Mixed Blessings
The realization of the lost month hit her all at once when she received the email announcement. She didn’t know what to do so she reread the email again, then printed it and read it yet again. As she read her email, she realized that the whole thing was a complete and absolute waste of time. Once she allowed herself to catch up with her racing mind, she crumpled up the hard copy email and threw it away. Within a few minutes, she turned off her office light, logged off her computer, grabbed her purse and left to get drunk. It didn’t matter what time it happened to be that moment, it was time to have a few stiff drinks and re-shuffle the cards. She was literally out of the door when she returned, grabbed the crumpled email, stuffed it into her briefcase and continued with her original plan of imbibing. This email was a lesson worth preserving. As
the stubborn consequences of her hangover combined with the litany of
ridiculous and recent circumstances, she finally understood the
absurdity of both her job and the work environment; which apparently
surrounded everything in her life. Every month, she dutifully listed her
accomplishments, issues and concerns making a summary of monthly efforts
but this report was going to be different. The task usually took less
than an hour, as one month’s report was an updated version of the
earlier month’s report. This report, which would also be sent up the
chain to the bosses, would take more time to compose. Her
boss, would collect all her subordinate’s reports, and cut and paste
them into a new report, which was sent to the next set of bosses. This
collecting, regurgitating and reformatting of activities would continue
until they reached the desk of the President of the company by the tenth
of each month. The thirty plus page report was a collection of activity
that was actually completed by junior and mid-management types; parsed
and politically altered by subsequent levels of senior management to
represent the activity of the entire group. The President would review
it as if he was looking at the TV Guide; specifically seeking out his
favorite programs and rarely deviating from the pattern. If someone
wanted to slip in a paragraph of greeked gibberish, the chances were
better than fifty/fifty that it could have made the final rollup report. A
report has an illusion of readability in the same vein as a bestseller,
which is purchased but is rarely read by anybody. It sits there,
uncracked and dormant, almost challenging the reader to actually take
the time to absorb both the content and the writer’s intent of
enlightening the audience on an issue. However, this illusion quickly
dissipates as the new report arrives before the old report is read and
digested, forcing the reader to promise themselves that they will make
every effort to read it over the weekend or on the next plane ride. That
promise falls by the wayside and the next report comes dutifully at the
tenth of the next month and the second report suffers the same fate as
the first report. This pattern of unread information continues with a
cruel consistency but the first line supervisors continue producing the
variations on a theme and the second line supervisors take the
variations and blend them into yet another version of their last
variation and the cycle of contrived and useless insights continue
unabated, ignored and unread. The handy bromide of “perception is
reality” was created not by a modern-day philosopher but rather by
some tired executive named Bill who couldn’t find the time to read an
executive summary. “Bill,
what do you think of the report?” “It
is hard to say.” “What
do you mean? Did you read the report?” “Of
course I looked at it but remember that perception is reality.” “What
does that mean?” “It
means that I will read it, some day.” “Oh,
I understand. Where did you get that ‘perception is reality’
response?” “I
am not sure. I might have read it somewhere.” Shelby
Donald started writing her report and instead of concentrating on the
act of updating and editing her last report, she made the fatal mistake
of thinking about it for the first time. Usually, she would move bullet
points from the “tasks/projects planned” section to the
“tasks/projects underway” section and make a few edits in tense and
content. Items from the “tasks/projects completed” would then be
deleted or edited (depending on the activity) and items from the
“task/projects future” would enjoy reclassification as
“tasks/projects planned” or “tasks/projects held” depending on
the bureaucratic winds of the moment. This hierarchy of defined effort
had a hard set of rules: issues lived and died through the spectrum of
evolutionary effort. These categories were, in the nomenclature of the
company, ordered as future, approved, planned, underway and completed.

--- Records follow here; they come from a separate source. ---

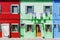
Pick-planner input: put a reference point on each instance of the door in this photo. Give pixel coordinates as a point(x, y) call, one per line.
point(38, 30)
point(5, 30)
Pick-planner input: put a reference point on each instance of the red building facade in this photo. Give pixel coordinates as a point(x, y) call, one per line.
point(9, 18)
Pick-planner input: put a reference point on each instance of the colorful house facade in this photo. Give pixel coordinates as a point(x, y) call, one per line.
point(56, 18)
point(9, 18)
point(39, 14)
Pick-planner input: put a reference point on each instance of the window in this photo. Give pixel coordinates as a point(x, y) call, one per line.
point(14, 28)
point(30, 9)
point(47, 9)
point(14, 9)
point(0, 9)
point(58, 27)
point(48, 28)
point(29, 28)
point(22, 24)
point(55, 25)
point(38, 27)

It didn’t matter what the actual effort entailed, the steps were the
steps and you dropped them into the slots and pushed it up the line. Shelby,
when reviewing her month, moved the task of interviewing for a security
manager from the “planned” section to the “completed” section;
an effort that literally spanned from the alpha to the omega. This
effort took approximately twenty-five working days during the month
which meetings and interviews that ate up six to seven hours a day.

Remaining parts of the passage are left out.